In the summer of 2023, he talked about his idea with Nicolas. But they didn’t start working in earnest until October 2023. In just over a month, they had a product. They didn’t go in with a lot of pretensions: “In our heads, it was going to be a temporary freelance job, a toy, a personal project, but it blew up, we didn’t expect it. I think it’s really easy for many, with today’s technologies, to put them together. They’re like Lego pieces and all of a sudden you’re like, ‘what a cool castle I made,'” he says.

The feeling of being in a new era may be hasty, but López has few doubts: “The impression of recent years is that it feels like the year 2000 again, but instead of being 18 , in my case, and not having participated in it, I am now 42 years old and I had to live it, fortunately, with a lot of free time,” he explains.

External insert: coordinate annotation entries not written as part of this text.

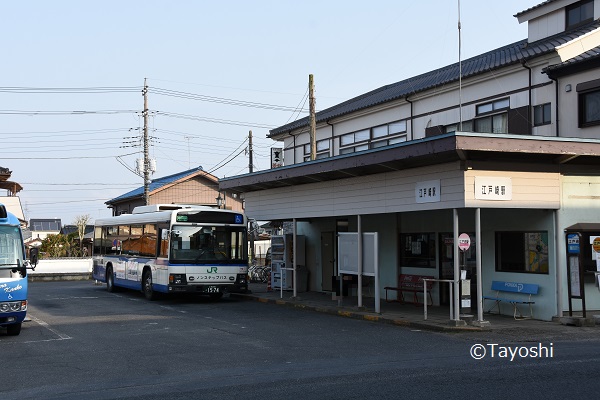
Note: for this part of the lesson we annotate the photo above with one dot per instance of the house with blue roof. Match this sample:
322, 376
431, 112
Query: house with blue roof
194, 186
503, 147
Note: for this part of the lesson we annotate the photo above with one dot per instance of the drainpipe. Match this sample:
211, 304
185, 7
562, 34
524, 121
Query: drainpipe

MagnificAI uses the open stable diffusion model. Through testing and tweaking, López found that if he paired things together, changed settings, or tweaked the source code, something came out that could become the seed of a new product. “We can’t comment much on these details, it’s a secret,” he adds.

Javier Lopez and Emilio Nicolás.ALFONSO DURAN

Its main users are people who already work with images, from film production to illustrations or design, and who need it to improve the resolution of their final projects. López explains: “The majority use it to last mile. Imagine someone who comes from interior design and has a give back and you don’t want to spend hours with lighting or textures. Then MagnificAI overtakes him and leaves it to him nickel plated“. The idea is sufficiently innovative to require a new name: “It is a new sector of activity which is the rise in power (resolution improvement) re-imagining,” he says. AI helps “reimagine” the original image and enhance it with specific text queries.

Many of those who contact them have ideas on how they could continue to grow. But it’s not easy. For the moment, they still have work to be able to apply MagnificAI to video or video games: “Some people tell us that if we had this for video, we would be worth a billion. But video is much more complex. Or that if we had it for real-time video games as the last layer, we’d be worth 2 billion. I tell them that’s all, and that if I had a flying car, it would have antigravity,” he jokes.

Just as AI has been a big driver for López and Nicolás’ product, it is also a big driver for their hypothetical competitors: “We have competition, although I don’t think they do yet to our level. On the other hand, we know that our defensive moats are not very wide, we are not panicking. We are neither scientists nor mathematicians. We understand that, sooner or later, only image enlargement has its days numbered,” adds López.

They do not exclude the idea of ​​a sale and continue to work internally, as they did with Erasmusu: “If it is purchased on economically acceptable terms Half good and it’s with a company that values ​​us and wants us to continue working on what we’re doing, even in MagnificAI itself, of course. We don’t have the American mentality of expecting it to be worth $3 billion in review cycles and a team of 400 people,” he says.

López deep down believes that they will not be the only ones to have found this new path in the AI ​​era: “I think that in the next 10 years we will see start-up individual entrepreneurs or less than five people, which is almost the same, charging 1 billion; Not that these are unicorns valued at a billion, but they will actually manage to reach this amount.